19 – “ Ter bô corpo/lombo/ caparro”, expressões usadsa em Vinhais, Bragança e Planalto Mirandês, e diz-se de alguém que é fisicamente avantajado, corpulento, mas que é dado à ociosidade: 

-  Já biste aquele, que anda a polir as esquinas?!

- Pois, que bá trabalhar, que tem bô corpo/lombo/caparro”.

20 – “Desgrenhado”, expressão associada ao Planalto Mirandês, significa despenteado.

21 – “Guedelha”/”guedelhudo”, expressões da mesma família, ouvidas em Vinhais, Bragança e no Planalto Mirandês, significam, respectivamente, cabelo comprido e cabeludo.

22 – “Melena” e “Repas”, com o mesmo significado e origem geográfica da anterior.

23 –  “Lampeiro”, expressão usada em Vinhais, Bragança e Planalto Mirandês, diz-se daquele que é irritantemente atrevido, que tem a mania que é guitcho.

24 – “ Encartar”, expressão reclamada por Vinhais, Bragança e Planalto Mirandês, com o significado de dobrar, no contexto de “dobrar a roupa”, depois de passada a ferro.

25 – “Lançar”, expressão ouvida em Vinhais, Bragança e Planalto Mirandês, com o significado de “servir”: “ ide para a mesa, que já bou lançar a sopa”. Ou seja, servir a sopa.

26 – “Tomara-me”, é uma expressão ouvida em Vinhais, Bragança e Planalto Mirandês, com o significado de “quem me dera…”

Há coisa duns 50 anos, uma certa figura típica de Bragança foi, de comboio, a uma consulta médica ao Porto, acompanhada da mulher. Como, tal como eu, sofria de saudades por antecipação, e porque, neste meio de transporte, até à Invicta, se demorava uma eternidade (ida e volta, 16/17 horas) mal tinha chegado ao apeadeiro de Rebordãos, não vendo, pois, o castelo, diz para a companheira: “Maria, tomara-me eu em Bragança!”

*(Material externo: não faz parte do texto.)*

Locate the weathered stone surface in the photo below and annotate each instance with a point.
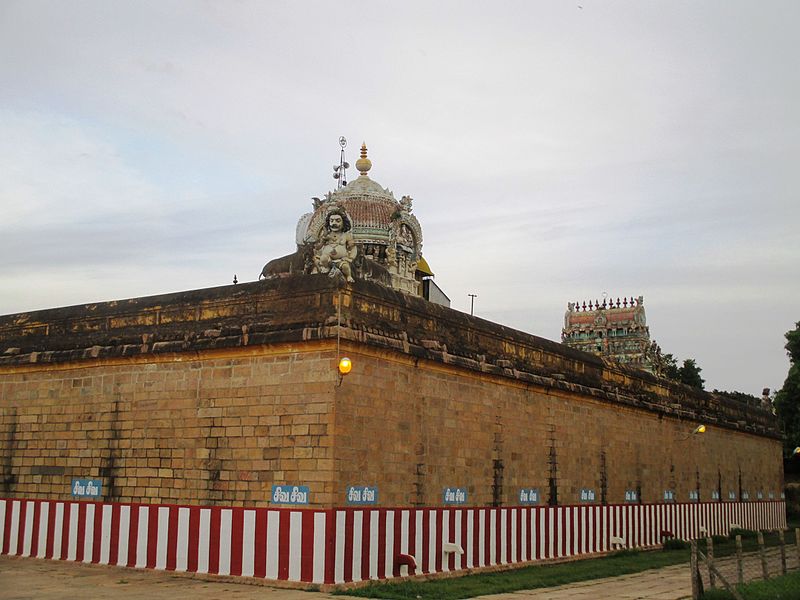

27 – “Deslusir”, com significado de “dar sumiço”, expressão de Vinhais, Bragança e Planalto Mirandês, utilizada para caracterizar alguém que, não sendo ilusionista, tem propensão para fazer desaparecer coisas ou objectos, quando se anda a saber deles: “ tu desluses tudo; estava agora aqui a machada e já desapareceu!” 

28 – “Desinço”, expressão semanticamente próxima da anterior, ouvida no Planalto Mirandês, utilizada para adjectivar alguém que é o “desinço da louça”, que dá cabo de tudo, que não se lhe pode passar nada para as mãos. 

29 – “Escucir”, expressão associada ao Planalto Mirandês, e diz-se de alguém que, por exemplo, numa reunião, estando a apanhar seca, se retira estrategicamente, de mansinho, sem ninguém dar por ela.

30 – “ Refunfunhegar”, expessão do Planalto Mirandês. Quem refunfulhega é alguém que, considerado morto/moribundo, sem se estar à espera, reage, dá sinal de vida.

Ainda que de forma pouco académica, penso ter dado o meu singelo contributo para afirmar este pedaço de nós; aquilo que, como transmontanos, nos identifica e distingue dos demais.  

António Pires


António Pires
, natural de Vale de Frades/S. Joanico, Vimioso. 
Residente em Bragança.
Liceu Nacional de Bragança, FLUP, DRAPN.